The theme of the colloquium was ‘The Cathedral: a living church at the heart of the diocese’ with architects, liturgists, cathedral rectors and diocesan property officers taking part.
Participants talked about the history and tradition of Catholic cathedrals, the many roles and functions of cathedral today, the cathedral church according to Church documents, the contemporary spatial arrangement of cathedrals, the contributions of art and technology in cathedrals, and future challenges for cathedral architecture and liturgy.
Professor Romaldo Giurgola, the architect of Parliament House in Canberra and St Patrick’s Cathedral at Parramatta, gave a dinner speech on ‘Prayer and Celebration in the Cathedral’. The colloquium was of special importance for the Diocese’ of Broome and Darwin who convened the event. The Diocese of Broome is preparing to erect a new cathedral while the Diocese of Darwin has commenced a program of conservation, completion and liturgical reordering works in its cathedral.
There were also presentations on cathedral projects, including the completed St Patrick’s Cathedral at Parramatta and the work currently under way at St Mary’s Cathedral in Hobart.

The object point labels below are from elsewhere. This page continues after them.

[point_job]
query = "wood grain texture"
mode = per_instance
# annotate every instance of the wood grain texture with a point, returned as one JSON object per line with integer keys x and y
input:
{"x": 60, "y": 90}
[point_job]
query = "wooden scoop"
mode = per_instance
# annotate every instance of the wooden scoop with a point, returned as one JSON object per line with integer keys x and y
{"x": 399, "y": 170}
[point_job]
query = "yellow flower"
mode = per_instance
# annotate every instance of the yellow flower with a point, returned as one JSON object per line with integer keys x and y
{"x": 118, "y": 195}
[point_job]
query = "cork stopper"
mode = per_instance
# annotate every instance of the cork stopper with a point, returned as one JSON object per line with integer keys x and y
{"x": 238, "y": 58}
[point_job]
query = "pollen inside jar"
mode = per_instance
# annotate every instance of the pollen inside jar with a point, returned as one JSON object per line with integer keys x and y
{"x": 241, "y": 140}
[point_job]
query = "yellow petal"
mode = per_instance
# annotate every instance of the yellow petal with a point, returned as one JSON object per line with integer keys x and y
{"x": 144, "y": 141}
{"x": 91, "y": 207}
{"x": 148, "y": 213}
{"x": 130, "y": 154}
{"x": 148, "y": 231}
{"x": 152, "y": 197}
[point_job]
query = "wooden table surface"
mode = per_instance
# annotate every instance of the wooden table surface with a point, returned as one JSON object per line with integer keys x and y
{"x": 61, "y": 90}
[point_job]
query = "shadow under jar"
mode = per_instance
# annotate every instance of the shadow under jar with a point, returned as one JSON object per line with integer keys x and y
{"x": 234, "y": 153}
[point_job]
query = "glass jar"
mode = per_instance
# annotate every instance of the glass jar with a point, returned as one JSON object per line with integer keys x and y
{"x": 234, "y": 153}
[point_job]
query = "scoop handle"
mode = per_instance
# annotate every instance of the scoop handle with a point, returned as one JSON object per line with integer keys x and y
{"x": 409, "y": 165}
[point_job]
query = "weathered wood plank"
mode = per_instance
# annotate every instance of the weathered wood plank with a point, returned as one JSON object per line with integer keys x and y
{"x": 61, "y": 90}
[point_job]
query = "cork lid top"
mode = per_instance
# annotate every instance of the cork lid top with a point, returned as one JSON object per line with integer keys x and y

Fifty people participated in a setting that was intentionally conversational, to ensure that all participants could share their knowledge, insights and experience, as well as benefiting from the expertise of those who gave presentations on the different topics.
Fr Peter Williams, Executive Officer of the National Liturgical Council, expressed the hope of many participants that the event be the beginning of a forum for ongoing conversation between liturgists, architects and those who commission their services for the design of cathedrals and churches, for the good of Catholic communities in dioceses across the country.